- Это что, - сказал матрос. - Полутонная бы всех схоронила. А это семечки.
- Тебе мало? - выкрикнул хрипло Лютиков, дергая головой. - Так на...
Матрос ловко увернулся от кулака Лютикова и тут же повалил его, насел сверху, заламывая руки.
- Ты... ты.. - хрипел с натугой Лютиков.
- Отставить! - крикнул Андрей. - Вы что?
Матрос выпустил Лютикова, отскочил в сторону.
- Ну, дурак! - бормотал он. - Контуженный, что ли? Мою красивую физиономию испортить хотел.
Лютиков тяжело, со свистом дышал, и под гимнастеркой на спине вздрагивали костлявые лопатки.
Опавшая земля присыпала лужу на дне воронки и убитого немца. Пулемет чуть накренился, матрос начал ровнее устанавливать его. К дороге от рощи бежал полковник Хованский. Заметив пулемет и голову Андрея, он свернул, подбежал к ним и присел.

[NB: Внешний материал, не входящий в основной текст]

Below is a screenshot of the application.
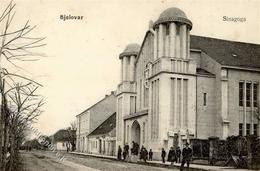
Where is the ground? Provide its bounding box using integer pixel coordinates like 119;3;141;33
21;151;177;171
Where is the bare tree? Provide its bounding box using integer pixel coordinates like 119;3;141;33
66;121;77;151
7;82;44;170
0;1;45;170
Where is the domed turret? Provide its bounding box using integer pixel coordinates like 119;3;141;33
119;43;140;81
119;43;140;59
153;7;192;59
154;7;192;29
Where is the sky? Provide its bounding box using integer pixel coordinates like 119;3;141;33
0;0;260;135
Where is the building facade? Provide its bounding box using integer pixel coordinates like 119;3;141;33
88;113;116;156
76;91;116;152
116;8;260;158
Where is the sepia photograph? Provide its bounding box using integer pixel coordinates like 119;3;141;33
0;0;260;171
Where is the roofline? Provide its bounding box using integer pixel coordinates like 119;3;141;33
87;112;116;137
221;65;260;72
76;91;116;117
190;34;260;46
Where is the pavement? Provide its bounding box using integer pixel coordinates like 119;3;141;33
70;152;255;171
21;151;100;171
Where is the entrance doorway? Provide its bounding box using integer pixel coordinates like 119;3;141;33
131;121;141;147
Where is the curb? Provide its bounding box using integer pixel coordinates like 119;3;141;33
69;152;211;171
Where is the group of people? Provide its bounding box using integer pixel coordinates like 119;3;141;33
117;141;192;170
161;146;181;164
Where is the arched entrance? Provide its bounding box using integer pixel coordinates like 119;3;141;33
131;121;141;146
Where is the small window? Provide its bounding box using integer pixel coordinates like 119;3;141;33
246;83;251;107
203;93;207;106
239;82;244;106
239;123;243;136
246;124;250;135
166;24;170;35
254;124;258;135
253;84;258;107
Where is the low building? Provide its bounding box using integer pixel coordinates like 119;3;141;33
51;129;76;151
88;113;116;156
76;91;116;152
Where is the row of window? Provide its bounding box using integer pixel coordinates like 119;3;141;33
239;123;258;136
239;82;258;107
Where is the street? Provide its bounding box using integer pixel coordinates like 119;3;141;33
21;151;177;171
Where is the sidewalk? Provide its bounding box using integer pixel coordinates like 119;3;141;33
70;152;253;171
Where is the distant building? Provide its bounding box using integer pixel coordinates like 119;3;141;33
76;91;116;152
51;129;76;151
116;8;260;158
88;113;116;156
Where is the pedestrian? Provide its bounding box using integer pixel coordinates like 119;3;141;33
117;145;122;160
123;144;129;160
149;149;153;161
180;142;192;171
176;146;181;163
161;148;166;163
140;145;144;160
140;146;148;163
168;147;176;165
144;148;148;163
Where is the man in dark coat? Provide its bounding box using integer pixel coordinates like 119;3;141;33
176;146;181;163
168;147;176;165
123;144;129;160
140;146;148;162
161;148;166;163
180;143;192;171
149;149;153;161
117;145;122;160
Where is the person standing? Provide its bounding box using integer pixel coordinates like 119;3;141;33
180;142;192;171
176;146;181;163
117;145;122;160
149;149;153;161
168;147;176;165
161;148;166;163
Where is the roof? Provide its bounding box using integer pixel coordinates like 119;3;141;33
119;43;140;59
154;7;192;29
88;113;116;136
190;35;260;68
196;68;215;77
76;91;116;117
53;129;76;142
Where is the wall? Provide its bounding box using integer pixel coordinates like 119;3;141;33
225;69;260;135
89;94;116;135
196;76;216;139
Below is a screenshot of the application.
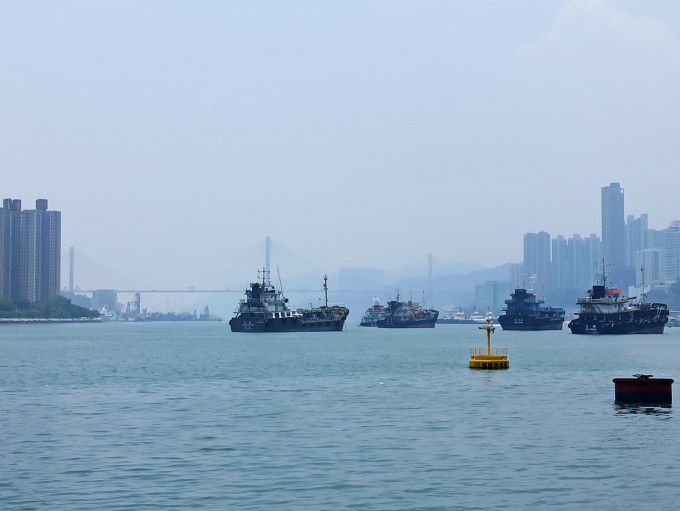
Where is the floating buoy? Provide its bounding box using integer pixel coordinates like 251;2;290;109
470;318;510;369
612;374;674;404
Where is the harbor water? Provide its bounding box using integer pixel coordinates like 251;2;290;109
0;322;680;510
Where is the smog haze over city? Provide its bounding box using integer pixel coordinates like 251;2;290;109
0;0;680;289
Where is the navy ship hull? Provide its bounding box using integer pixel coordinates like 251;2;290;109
498;314;564;331
568;314;668;335
568;279;668;335
498;287;564;331
229;270;349;333
229;315;347;333
376;318;437;328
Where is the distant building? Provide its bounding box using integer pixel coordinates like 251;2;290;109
552;234;601;290
635;248;664;293
663;220;680;282
602;183;625;274
624;214;651;267
0;199;61;302
523;231;551;296
475;280;513;316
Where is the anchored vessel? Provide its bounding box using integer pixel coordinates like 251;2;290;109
568;277;668;334
437;310;475;325
359;298;387;326
498;288;564;330
376;293;439;328
229;270;349;332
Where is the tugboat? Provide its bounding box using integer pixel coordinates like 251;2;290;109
498;288;564;330
568;275;668;334
359;298;387;326
229;270;349;332
376;293;439;328
437;309;474;325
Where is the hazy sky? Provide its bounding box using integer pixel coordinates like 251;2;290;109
0;0;680;288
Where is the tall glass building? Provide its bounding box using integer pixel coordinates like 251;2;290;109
602;183;625;273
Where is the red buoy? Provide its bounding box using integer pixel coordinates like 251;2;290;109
613;374;674;404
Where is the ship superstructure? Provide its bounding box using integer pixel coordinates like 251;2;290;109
498;288;564;330
377;293;439;328
568;277;668;334
229;270;349;332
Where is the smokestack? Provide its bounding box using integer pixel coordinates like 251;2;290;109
68;247;73;293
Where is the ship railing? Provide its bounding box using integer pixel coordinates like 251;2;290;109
470;346;508;357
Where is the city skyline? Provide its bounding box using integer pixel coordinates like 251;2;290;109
0;0;680;288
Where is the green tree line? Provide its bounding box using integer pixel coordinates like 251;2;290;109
0;295;99;318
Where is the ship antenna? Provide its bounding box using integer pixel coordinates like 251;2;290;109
323;273;328;308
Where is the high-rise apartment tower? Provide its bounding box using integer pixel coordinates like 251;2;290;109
0;199;61;302
602;183;626;273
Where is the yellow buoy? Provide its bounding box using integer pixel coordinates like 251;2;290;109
470;318;510;369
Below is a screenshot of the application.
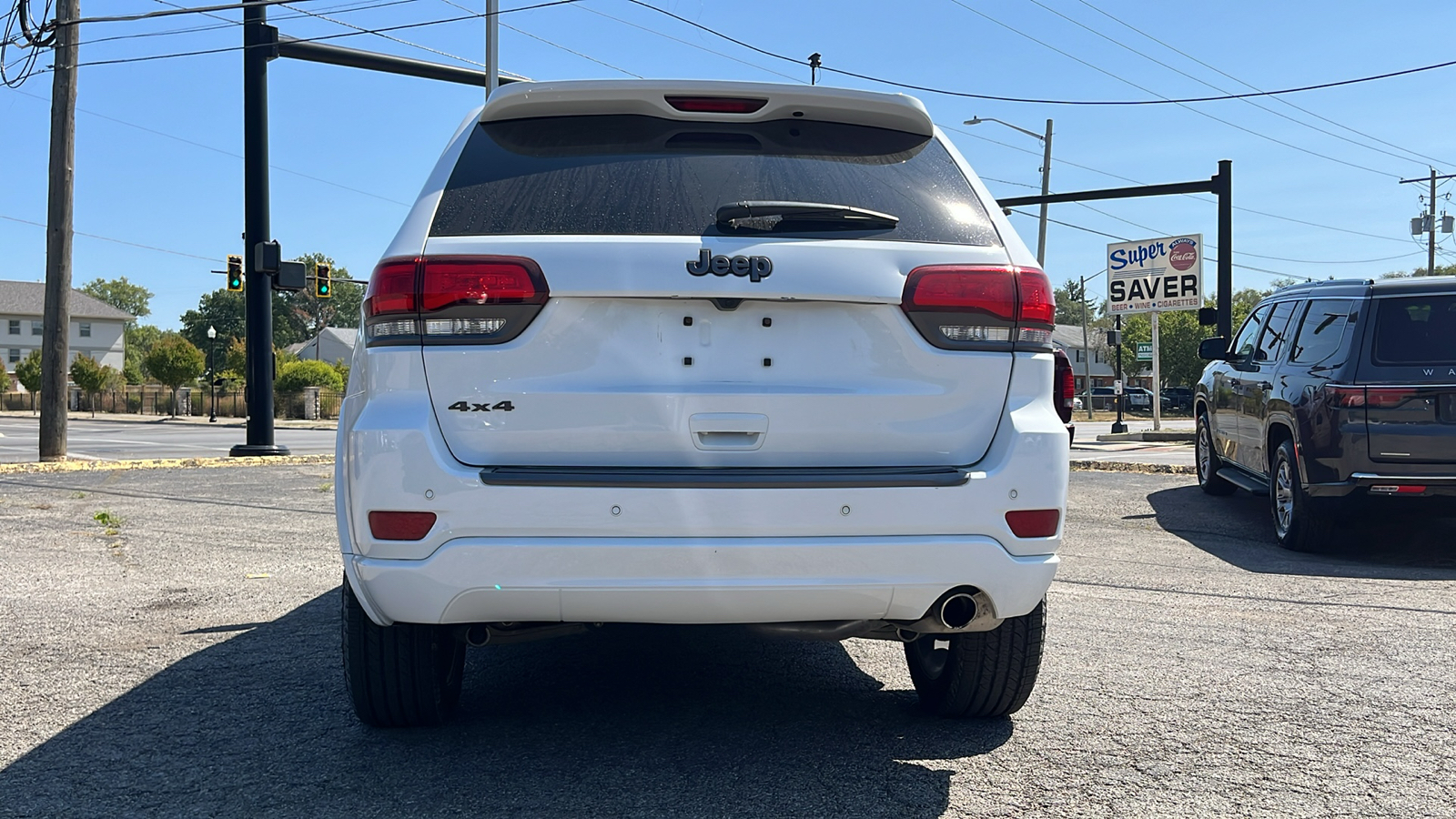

- Устроились? - осторожно снимая пенсне, проговорил Хованский. - Ваше дело, лейтенант, задержать автоматчиков. Танки артиллеристам предоставьте.
Нацепив пенсне, Хованский заметил Ольгу.
- Гм!.. Вы-то, барышня, как тут? Уходите! Тут жарко будет! Ясно, лейтенант?
И, строго глянув на Андрея, он вскочил, побежал дальше.
- Куда уходить? - сказал матрос. - Там еще жарче. Ясно ведь...
С другой стороны урочища залпами били самоходки. Роща оплывала густым дымом. А бугор точно вымер. Лишь одинокая фигура полковника Хованского мелькала в завалах.
Гул надвигался. Танки шли через кукурузное поле, и различимо уже покачивались стволы их пушек.
- Два... Пять... Девять, - считал матрос. - И все размалеванные. Зришь, лейтенант?
На каждой башне танка виднелся четкий силуэт древней изогнутой ладьи. Эти ладьи точно плыли сами по себе, распустив белые паруса в жестких волнах кукурузы. Ольга, закусив губу, тоже смотрела на них.
Пушка катившегося впереди танка плеснула лоскутом огня. Снаряд разорвался на холме, и, будто по этому сигналу, в урочище застучали автоматы.
Взглянув на Ольгу, Андрей улыбнулся, стараясь подбодрить ее.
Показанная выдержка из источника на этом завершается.